Nobleza obliga, no es que él no haya intentado una salida a esta situación, por el contrario, desde el primer momento buscó alternativas al bipartidismo vacío (desde el transversalismo a la concertación) pero fracasó como todos los que lo intentaron. Y triunfó en lo único que acepta la sociedad: que el Estado sea el único que se ocupe de la política para que al menos se evite la anarquía. Vale decir, la sociedad anarquizada y despolitizada acepta a regañadientes un poder político estatizado, a cambio de que le garantice un cierto orden, para ellos seguir odiando a esos que les garantizan cierto orden.
Cobos, el político no político. Sin embargo, a inicios de la presidencia de Cristina Fernández eso comenzó a cambiar. En particular a partir del estallido del campo, donde el principal emergente de ese fenómeno fue el vicepresidente Julio Cobos.
Si las elecciones a presidente hubieran ocurrido en aquellos tiempos, Cobos hubiera resultado elegido casi sin dudas. Es que la mayoría de la sociedad encontró en él la única expresión política alternativa al kirchnerismo en la cual depositar su confianza.
Eso no se debió tanto a su voto ni a sus ideas ni propuestas, sino a que Cobos fue el político ideal para épocas despolitizadas: un político "como la gente", vale decir un político que despreciaba a los partidos (en menos de un año batió el récord de romper primero con uno y después con el otro) y que no parecía pensar con la lógica de los políticos, sino casi todo lo contrario.
Parecía ser tan indiferente a la política y a los políticos como lo era la mayoría de la sociedad (y en política "parecer" suele ser más importante que ser). Eso enamoró a la sociedad (no sólo a las clases medias, como dicen los K) porque parecía uno de los suyos en un terreno que ya no consideraban más suyo.
Era el hombre que les proponía a los argentinos una política sin políticos y, casi casi, sin política. Una utopía tan imposible como "el que se vayan todos", pero creíble para el imaginario social de este tiempo.
Cobos haciendo política. El problema es que para hacer política, aunque sea política "no política", hay que recurrir a armas políticas, y lo único que se tiene aparte del Estado, son los partidos, esas casonas vacías pero únicas viviendas existentes en el desierto. Hacia allí entonces avanzó Cobos. Y así le fue.
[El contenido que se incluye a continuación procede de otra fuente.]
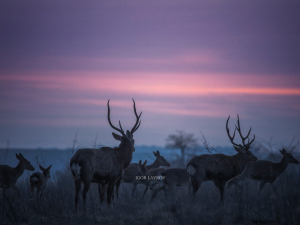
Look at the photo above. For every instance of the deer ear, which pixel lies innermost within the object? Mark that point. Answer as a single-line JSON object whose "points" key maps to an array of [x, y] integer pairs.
{"points": [[42, 168], [237, 149], [281, 152], [117, 137]]}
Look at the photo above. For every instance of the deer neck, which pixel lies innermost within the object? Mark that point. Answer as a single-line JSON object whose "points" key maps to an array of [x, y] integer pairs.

Los radicales lo recibieron bien, pero en realidad lo único que querían de él eran sus potenciales votos, como antes con Lavagna. Sabedor de esa realidad, Cobos nunca quebró lanzas con su estilo "líbero" que volvía locos a los partidócratas radicales. Siempre se imaginó junto a De Narváez o a quien lo pudiera acompañar para ganar, sin prurito ideológico o resquemor partidario alguno. Como la "gente".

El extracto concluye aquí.